Primmer indicated that, since fishing regulations have not improved the numbers or size of the Teno River salmon, solutions need to extend farther than the salmon, the river and even Finland itself.
“The fishing regulations that are in place appear to have reduced the selection pressure in recent decades, i.e. they have been doing what they are supposed to do, but as neither abundance nor size have improved, it suggests that more needs to be done. Our results show that the solutions may be quite challenging and complex, as regulating fishing of salmon in the river seems to be only one part of the problem: also fishing of other species at sea, by a range of other countries, seems to be affecting Teno salmon size.

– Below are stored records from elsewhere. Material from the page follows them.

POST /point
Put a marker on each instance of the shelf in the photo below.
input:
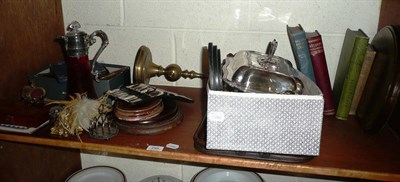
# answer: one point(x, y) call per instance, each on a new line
point(346, 151)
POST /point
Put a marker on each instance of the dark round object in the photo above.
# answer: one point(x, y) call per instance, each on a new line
point(166, 120)
point(381, 90)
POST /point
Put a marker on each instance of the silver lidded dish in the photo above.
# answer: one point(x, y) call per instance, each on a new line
point(252, 71)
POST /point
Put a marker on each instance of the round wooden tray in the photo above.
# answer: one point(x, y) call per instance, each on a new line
point(166, 120)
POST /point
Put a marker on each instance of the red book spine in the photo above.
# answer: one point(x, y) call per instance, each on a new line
point(321, 73)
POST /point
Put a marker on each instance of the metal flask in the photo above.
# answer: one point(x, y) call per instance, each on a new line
point(80, 71)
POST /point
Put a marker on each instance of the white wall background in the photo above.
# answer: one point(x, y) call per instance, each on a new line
point(176, 30)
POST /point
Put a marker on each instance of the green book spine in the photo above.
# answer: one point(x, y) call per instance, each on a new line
point(350, 82)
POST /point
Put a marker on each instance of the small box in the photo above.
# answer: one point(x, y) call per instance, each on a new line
point(263, 122)
point(119, 75)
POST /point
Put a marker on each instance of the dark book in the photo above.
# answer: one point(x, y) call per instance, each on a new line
point(320, 68)
point(21, 114)
point(350, 62)
point(298, 42)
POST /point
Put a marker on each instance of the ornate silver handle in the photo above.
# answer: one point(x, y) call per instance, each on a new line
point(104, 43)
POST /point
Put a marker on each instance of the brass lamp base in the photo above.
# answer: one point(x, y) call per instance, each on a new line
point(144, 69)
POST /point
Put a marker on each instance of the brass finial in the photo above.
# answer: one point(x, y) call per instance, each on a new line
point(144, 69)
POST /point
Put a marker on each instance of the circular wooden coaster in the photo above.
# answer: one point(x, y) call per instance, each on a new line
point(138, 112)
point(166, 120)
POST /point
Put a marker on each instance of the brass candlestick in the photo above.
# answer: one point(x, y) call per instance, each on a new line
point(144, 69)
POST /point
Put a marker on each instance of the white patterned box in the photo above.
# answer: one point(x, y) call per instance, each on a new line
point(270, 123)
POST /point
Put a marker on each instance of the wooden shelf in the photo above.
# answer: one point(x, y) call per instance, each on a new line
point(346, 151)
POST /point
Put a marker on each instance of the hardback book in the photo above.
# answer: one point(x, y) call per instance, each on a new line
point(298, 42)
point(348, 71)
point(320, 67)
point(365, 69)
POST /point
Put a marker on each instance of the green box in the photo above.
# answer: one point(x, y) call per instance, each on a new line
point(119, 76)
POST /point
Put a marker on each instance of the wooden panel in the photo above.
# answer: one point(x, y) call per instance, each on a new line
point(25, 162)
point(346, 151)
point(28, 30)
point(390, 13)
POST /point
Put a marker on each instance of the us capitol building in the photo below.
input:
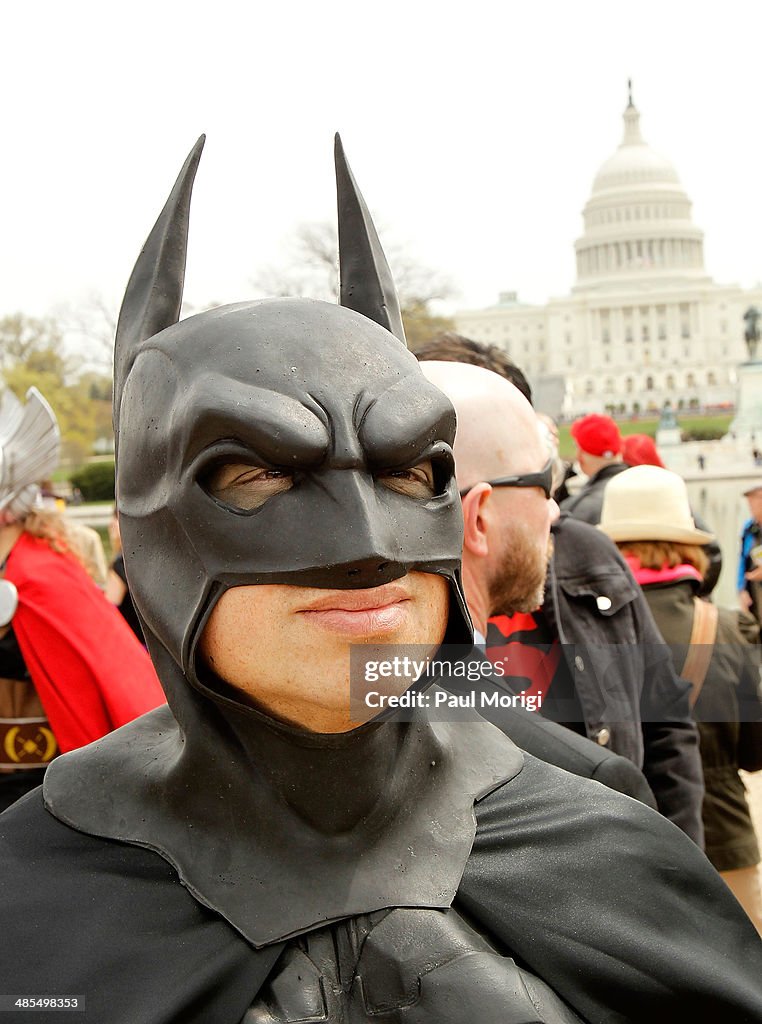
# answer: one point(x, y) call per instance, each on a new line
point(644, 324)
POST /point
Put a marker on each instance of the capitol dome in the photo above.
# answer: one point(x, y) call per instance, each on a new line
point(637, 220)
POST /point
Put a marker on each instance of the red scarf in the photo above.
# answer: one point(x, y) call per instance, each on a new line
point(90, 672)
point(665, 574)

But at least we now know that a focus on what happens in the ocean is also needed,” Primmer said.
An approach that takes into consideration traditional fishing by the indigenous Sámi people, businesses based on fishing tourism and restrictions meant to protect fish populations is a difficult balancing act.
“What is best for people will depend on who you ask — as a researcher I could say that ‘stop all fishing’ is the safest way, but these stocks have been fished for millennia by indigenous Sámi, who are now struggling to pass their knowledge of traditional fishing methods to the next generation due to the strong restrictions, and then there are others whose fishing tourism businesses are struggling, so it is a very complex question to answer,” Primmer told EcoWatch. “Ideally, targeted, well focused, restrictions that still allow some fishing that does the least damage would be the best strategy, and I hope our research results are able to support that.”